Adrenalina, morte e traição: vida de Enzo Ferrari, obcecado por velocidade
Por que contar a história de Enzo Ferrari no mundo atual? "Porque sua história é tão humana. Por mais operística que possa parecer. Quanto mais a gente se aprofunda na história do homem, mais universal se torna", afirma o diretor Michael Mann ao conversar com a imprensa nesta quinta (31) sobre "Ferrari", seu mais novo filme, que concorre ao Leão de Ouro no Festival de Veneza 2023.
Presentes à première mundial do filme estavam os atores Adam Driver e Patrick Dempsey. Os dois artistas tiveram a autorização do SAG-AFTRA, sindicatos dos atores de Hollywood, que atualmente estão em greve, o que impede a participação dos atores em eventos e entrevistas.
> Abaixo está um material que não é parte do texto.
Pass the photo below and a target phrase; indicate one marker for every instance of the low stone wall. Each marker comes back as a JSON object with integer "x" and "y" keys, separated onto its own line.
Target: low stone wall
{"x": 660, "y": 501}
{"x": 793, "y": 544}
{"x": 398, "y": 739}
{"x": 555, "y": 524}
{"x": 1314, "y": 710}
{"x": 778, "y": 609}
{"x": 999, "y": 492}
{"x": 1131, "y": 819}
Eu e Michael nos conhecemos alguns anos antes de começar a filmar. Ele me mandou o roteiro. Todo mundo tem uma opinião e uma versão de quem Enzo Ferrari era. Mas o motor da história de Michael era basicamente movido a luto e as diferenças entre sua relação com Laura e Lina Lardi, em contraposição com sua mãe. Era uma história que eu não sabia muito sobre e me pareceu assustadora e, ao mesmo tempo, instigante. Adam Driver
"Para mim, a vida dele e suas contradições dizem muito respeito de como a vida é", completa Mann.
As contradições de um homem que trazia dentro de si oposições dignas de cinema também seduziram Mann, famoso por contar histórias densas e bem construídas, tanto no roteiro quanto cinematograficamente.
Enzo Ferrari (Adam Driver, em ótima forma) fundou a Scuderia Ferrari com sua mulher Laura (vivida por Penélope Cruz) e com ela viveu o auge dos primeiros anos e encarou a crise do verão de 1957, quando a empresa, já uma potência da Fórmula 1, corria o risco de falência por conta do gasto imenso que o ex-piloto tinha com sua paixão, as corridas.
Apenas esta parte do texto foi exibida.